Out-Law News | 20 Dec 2021 | 2:59 pm | 2 min. read
An international approach to the regulation of mobile ecosystems has been advocated by the UK’s Competition and Markets Authority (CMA) after it highlighted that market conditions in the UK can be affected by decisions taken by authorities elsewhere.
The CMA expressed the views in an interim report on its ongoing market study into mobile ecosystems in the UK (445-page / 4.39MB PDF). The study is assessing competition in relation to mobile devices, operating systems and apps, and has focused on the role Apple and Google play as gatekeepers to mobile markets for consumers and rival businesses.

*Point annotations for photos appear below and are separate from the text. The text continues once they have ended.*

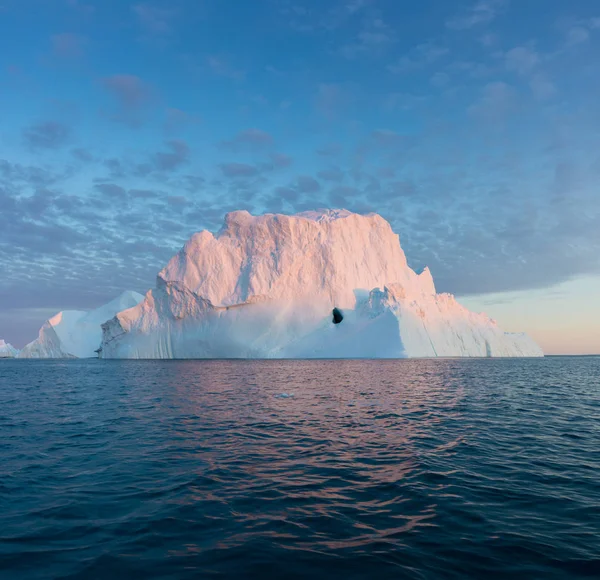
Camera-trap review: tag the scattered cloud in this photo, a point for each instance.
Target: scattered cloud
(82, 154)
(306, 184)
(68, 45)
(237, 170)
(177, 120)
(280, 160)
(131, 94)
(420, 56)
(373, 40)
(153, 19)
(541, 87)
(111, 190)
(481, 13)
(46, 135)
(178, 154)
(331, 174)
(496, 100)
(521, 60)
(249, 139)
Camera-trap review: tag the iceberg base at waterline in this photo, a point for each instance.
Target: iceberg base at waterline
(269, 287)
(76, 333)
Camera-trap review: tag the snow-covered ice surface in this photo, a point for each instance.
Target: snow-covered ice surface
(76, 333)
(7, 350)
(265, 287)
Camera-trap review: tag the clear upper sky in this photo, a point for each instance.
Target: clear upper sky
(474, 127)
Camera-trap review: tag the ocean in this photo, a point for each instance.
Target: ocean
(300, 469)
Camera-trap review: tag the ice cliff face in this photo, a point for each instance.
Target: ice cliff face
(266, 286)
(76, 333)
(7, 350)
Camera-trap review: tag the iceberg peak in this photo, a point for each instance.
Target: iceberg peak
(326, 283)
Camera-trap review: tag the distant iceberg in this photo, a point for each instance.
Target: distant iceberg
(76, 333)
(7, 350)
(326, 284)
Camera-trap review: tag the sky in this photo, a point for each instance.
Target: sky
(472, 126)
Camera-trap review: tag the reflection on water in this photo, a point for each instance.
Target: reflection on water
(418, 468)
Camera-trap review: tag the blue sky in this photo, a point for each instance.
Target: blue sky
(472, 126)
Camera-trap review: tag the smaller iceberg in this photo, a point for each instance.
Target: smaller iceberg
(77, 333)
(7, 350)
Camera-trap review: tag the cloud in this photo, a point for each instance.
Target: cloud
(332, 98)
(46, 135)
(480, 13)
(131, 95)
(178, 120)
(68, 45)
(420, 56)
(280, 160)
(306, 184)
(153, 19)
(541, 87)
(178, 155)
(496, 100)
(237, 170)
(331, 174)
(373, 40)
(521, 60)
(249, 139)
(111, 190)
(82, 154)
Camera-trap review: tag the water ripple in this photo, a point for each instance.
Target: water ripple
(350, 469)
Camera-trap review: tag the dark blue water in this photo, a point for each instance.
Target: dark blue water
(295, 469)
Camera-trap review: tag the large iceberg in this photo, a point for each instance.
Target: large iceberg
(327, 284)
(7, 350)
(76, 333)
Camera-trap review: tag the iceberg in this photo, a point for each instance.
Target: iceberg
(7, 350)
(324, 284)
(76, 333)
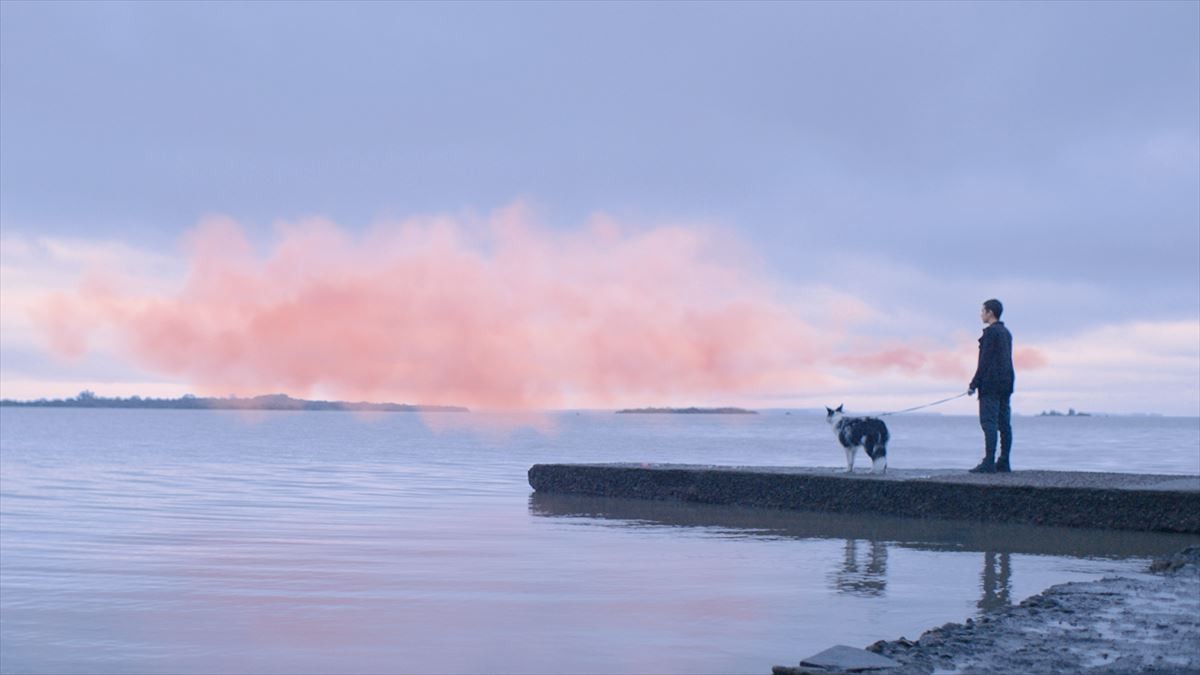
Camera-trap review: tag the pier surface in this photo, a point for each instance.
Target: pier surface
(1110, 501)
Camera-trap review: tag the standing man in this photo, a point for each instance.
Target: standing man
(994, 381)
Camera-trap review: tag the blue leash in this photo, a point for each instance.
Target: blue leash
(925, 406)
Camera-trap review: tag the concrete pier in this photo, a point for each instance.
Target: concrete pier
(1109, 501)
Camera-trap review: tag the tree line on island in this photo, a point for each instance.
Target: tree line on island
(87, 399)
(687, 411)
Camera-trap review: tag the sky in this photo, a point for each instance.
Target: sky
(582, 204)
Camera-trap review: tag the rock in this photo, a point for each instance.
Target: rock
(843, 657)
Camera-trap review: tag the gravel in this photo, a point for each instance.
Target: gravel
(1116, 625)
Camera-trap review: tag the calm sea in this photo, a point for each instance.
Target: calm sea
(323, 542)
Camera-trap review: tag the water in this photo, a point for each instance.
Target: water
(209, 541)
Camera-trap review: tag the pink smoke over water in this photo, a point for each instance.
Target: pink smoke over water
(496, 314)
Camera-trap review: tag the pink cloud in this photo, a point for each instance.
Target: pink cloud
(492, 315)
(498, 314)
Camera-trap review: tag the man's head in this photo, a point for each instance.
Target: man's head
(991, 311)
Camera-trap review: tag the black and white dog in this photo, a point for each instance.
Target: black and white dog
(868, 432)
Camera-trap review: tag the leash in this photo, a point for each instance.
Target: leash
(924, 406)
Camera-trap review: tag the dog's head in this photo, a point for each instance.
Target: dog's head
(832, 414)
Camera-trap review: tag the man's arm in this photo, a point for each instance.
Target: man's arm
(985, 347)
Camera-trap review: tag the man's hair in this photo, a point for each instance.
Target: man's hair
(994, 306)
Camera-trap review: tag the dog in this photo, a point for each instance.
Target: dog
(867, 432)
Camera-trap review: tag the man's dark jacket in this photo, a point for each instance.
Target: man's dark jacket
(994, 376)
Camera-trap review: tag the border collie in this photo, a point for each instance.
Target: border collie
(867, 432)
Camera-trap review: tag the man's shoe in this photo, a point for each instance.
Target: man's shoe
(984, 467)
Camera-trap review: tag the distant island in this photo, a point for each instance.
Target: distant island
(187, 401)
(687, 411)
(1071, 412)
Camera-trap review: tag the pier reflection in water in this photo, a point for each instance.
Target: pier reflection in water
(863, 569)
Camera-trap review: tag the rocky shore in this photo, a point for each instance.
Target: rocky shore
(1116, 625)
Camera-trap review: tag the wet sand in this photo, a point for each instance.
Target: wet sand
(1117, 625)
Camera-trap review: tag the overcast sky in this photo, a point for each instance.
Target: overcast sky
(913, 157)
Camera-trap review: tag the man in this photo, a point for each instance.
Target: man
(994, 381)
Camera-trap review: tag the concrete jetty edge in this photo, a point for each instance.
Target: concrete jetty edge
(1108, 501)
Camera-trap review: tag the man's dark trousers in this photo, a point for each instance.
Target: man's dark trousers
(996, 417)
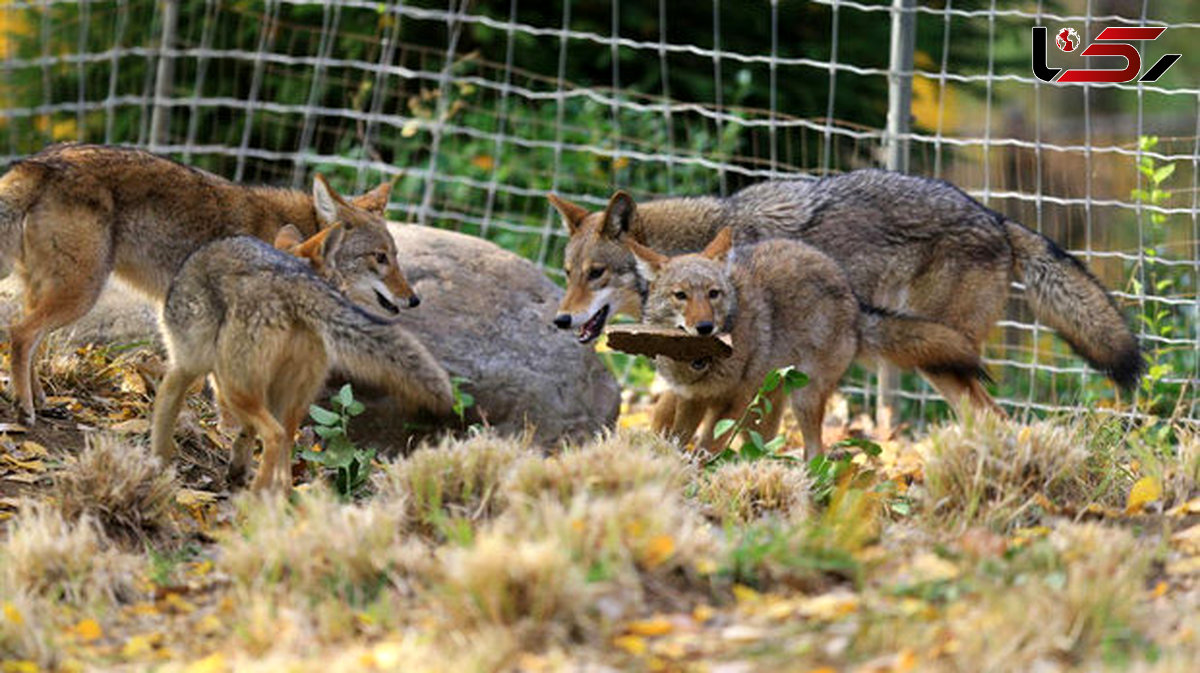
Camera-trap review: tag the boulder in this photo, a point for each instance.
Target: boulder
(485, 313)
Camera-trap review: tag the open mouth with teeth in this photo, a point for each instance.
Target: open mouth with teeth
(594, 325)
(387, 302)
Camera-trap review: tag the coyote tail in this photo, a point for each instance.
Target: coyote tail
(384, 354)
(1065, 295)
(917, 343)
(18, 190)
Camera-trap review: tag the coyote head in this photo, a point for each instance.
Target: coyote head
(691, 292)
(354, 251)
(601, 276)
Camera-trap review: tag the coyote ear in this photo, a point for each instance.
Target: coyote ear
(720, 246)
(619, 215)
(376, 200)
(324, 200)
(319, 248)
(649, 262)
(288, 238)
(573, 214)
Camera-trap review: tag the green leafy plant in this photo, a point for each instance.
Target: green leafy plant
(755, 448)
(1159, 319)
(462, 400)
(351, 463)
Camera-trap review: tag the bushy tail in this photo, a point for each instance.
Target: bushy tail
(18, 188)
(1066, 296)
(917, 343)
(384, 354)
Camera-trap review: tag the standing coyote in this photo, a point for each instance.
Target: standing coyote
(268, 328)
(73, 215)
(783, 302)
(910, 245)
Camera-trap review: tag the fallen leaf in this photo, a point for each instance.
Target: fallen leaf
(1188, 540)
(88, 630)
(1189, 508)
(1145, 491)
(660, 548)
(141, 646)
(12, 614)
(213, 664)
(132, 426)
(633, 644)
(651, 628)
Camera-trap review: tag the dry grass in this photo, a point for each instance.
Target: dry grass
(959, 553)
(613, 464)
(988, 469)
(49, 557)
(123, 487)
(453, 481)
(533, 588)
(743, 492)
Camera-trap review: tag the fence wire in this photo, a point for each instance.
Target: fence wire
(483, 107)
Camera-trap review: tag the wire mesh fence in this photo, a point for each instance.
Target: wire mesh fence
(484, 107)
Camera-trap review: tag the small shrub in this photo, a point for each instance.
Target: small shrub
(351, 464)
(988, 469)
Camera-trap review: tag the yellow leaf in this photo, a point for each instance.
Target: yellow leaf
(744, 594)
(1188, 540)
(89, 630)
(1189, 508)
(659, 551)
(213, 664)
(651, 628)
(388, 655)
(1145, 491)
(132, 426)
(34, 449)
(208, 625)
(905, 662)
(633, 644)
(141, 646)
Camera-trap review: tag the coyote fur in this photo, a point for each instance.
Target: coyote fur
(783, 302)
(910, 245)
(269, 328)
(73, 215)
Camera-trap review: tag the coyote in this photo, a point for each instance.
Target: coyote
(73, 215)
(268, 328)
(783, 302)
(910, 245)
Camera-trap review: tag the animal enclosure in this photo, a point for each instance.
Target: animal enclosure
(480, 108)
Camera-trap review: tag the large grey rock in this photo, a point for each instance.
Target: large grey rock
(485, 314)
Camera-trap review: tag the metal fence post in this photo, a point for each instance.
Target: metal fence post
(165, 74)
(904, 34)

In its report, the CMA recognised the role Apple and Google have played in delivering and enabling innovation in mobile markets and highlighted the high levels of user satisfaction with their ecosystems. However, it raised concerns with the market power the companies enjoy and suggested regulatory interventions may be necessary to improve competition in some mobile markets.
According to the regulator, potential interventions could aim to support user switching between devices run on Apple and Google’s different operating systems without the loss of functionality or data, or at enabling users to install apps on their devices from methods other than through the Apple App Store or Google Play Store.
The CMA has also identified scope to give users more choice about how they pay in-app for things like game credits or subscriptions, rather than being tied to Apple’s and Google’s own payment systems, and further measures to promote user choice around and alternatives to Apple and Google services, like browsers, are also floated in the report.
The CMA is expected to publish its final report by 14 June 2022. However, it has already decided not to refer the issues it has identified for deeper scrutiny in a market investigation (2-page / 113KB PDF). Instead, it indicated that it believes the new Digital Markets Unit (DMU), established in April 2021, is best placed to implement any necessary interventions once it obtains its statutory powers.
The DMU’s main task will be to regulate businesses that it deems to have ‘strategic market status’ (SMS). Businesses designated as having SMS will need to comply with bespoke codes of conduct and their planned corporate transactions will be subject to the DMU’s oversight under a special merger control regime. The DMU will also have powers to open markets to greater competition and to address the root causes of a firm’s substantial and entrenched market power through pro-competitive interventions.
The CMA said that it believes a mix of codes of conduct and pro-competitive interventions could address the initial concerns it has raised about competition in some UK mobile markets.
The regulator’s report, however, also provided details of policy making and regulatory action elsewhere in the world that could have an impact on the way mobile markets operate, from the EU’s plans for a new Digital Markets Act to other legislative proposals in the US and South Korea as well as “private enforcement cases”. It said a coordinated approach to regulation of mobile ecosystems globally would be better than individual countries and regulators taking unilateral action.
“Further action by other authorities could potentially result in changes that would affect market conditions in the UK,” the CMA said. “We continue to monitor the work carried out in other jurisdictions and, in turn, aim to contribute to the global debate on how to tackle the problems associated with digital platforms with substantial market power. This reflects our belief that the most effective way to promote competition in these markets will be through action that is internationally coherent, by achieving a common understanding of the problems and broad agreement over the way to tackle them.”